The women behind the "Loose Threads" have gone above and beyond for the past four years to help those in need. Meeting every Thursday inside the church, the women work tireless hours sewing clothes for those in desperate need.
"We're just loving it. It's one of those things that we feel very blessed that we are doing this," said Sandy Sheffield, a member of the group.
The group is comprised of about twelve members and while some of them go to the Methodist church, others are members of churches in Lufkin.
"I just think it's the greatest ministry that we could possibly do and when I leave here, I just feel like I'm fulfilled," said Mary Lynne Frick, a group member.

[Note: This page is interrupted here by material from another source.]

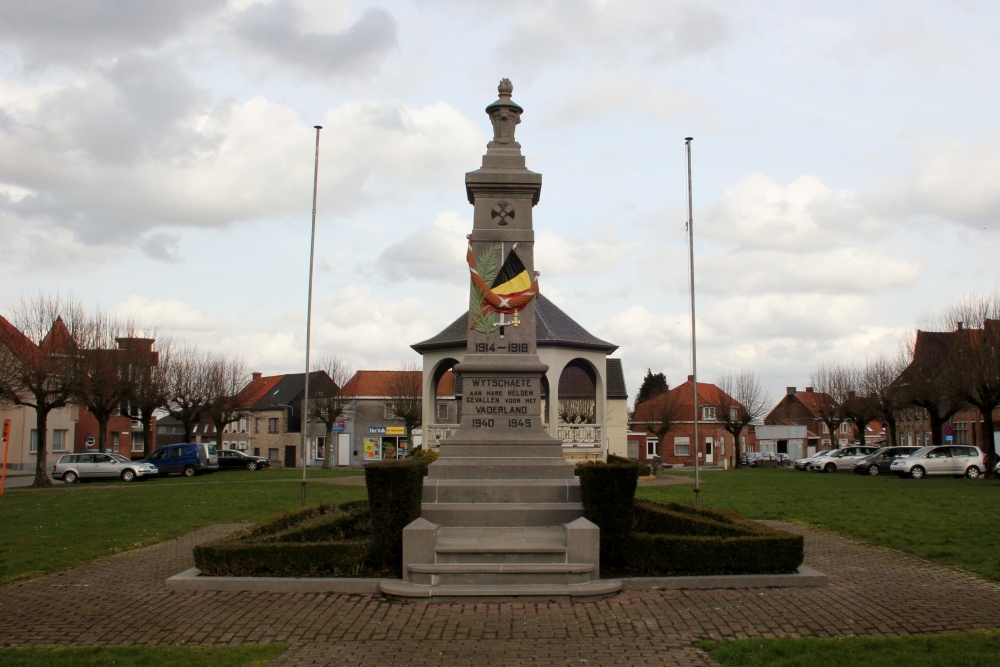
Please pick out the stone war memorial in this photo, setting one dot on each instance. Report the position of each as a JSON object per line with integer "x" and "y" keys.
{"x": 501, "y": 514}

With every pin, thread and stitch the "Loose Threads" creates dozens of items each week for nursing homes, schools, and hospitals. They even create clothes for fetal demise babies, and the kids in Child Protective Services.
"We saw the need. We saw there was a tremendous need in our area, especially in Huntington. Huntington has some low income areas and we felt like we could be more service to our local area and do some good here," said Sheffield.
The ladies don't always sew for local charities and businesses; they've even created fabric dolls for kids at the Shriner's hospital in Shreveport, Louisiana.
"We all have a common goal that we are sewing for. But we just love getting together," said Sheffield.
The "Loose Threads" relies on donations and fundraiser's to get money for supplies, but they get their main support from the church. They mostly like to focus on sewing clothes for children in low-income families.
"For some of those kids, it's the first dress they've ever had. So, we felt real good about that," said Sheffield.
No matter how many projects they take on, they say they will always stay true to their hearts.
"It's just a bunch of wonderful Christian ladies that get together and share their talents," Connie Weismuller, a group member.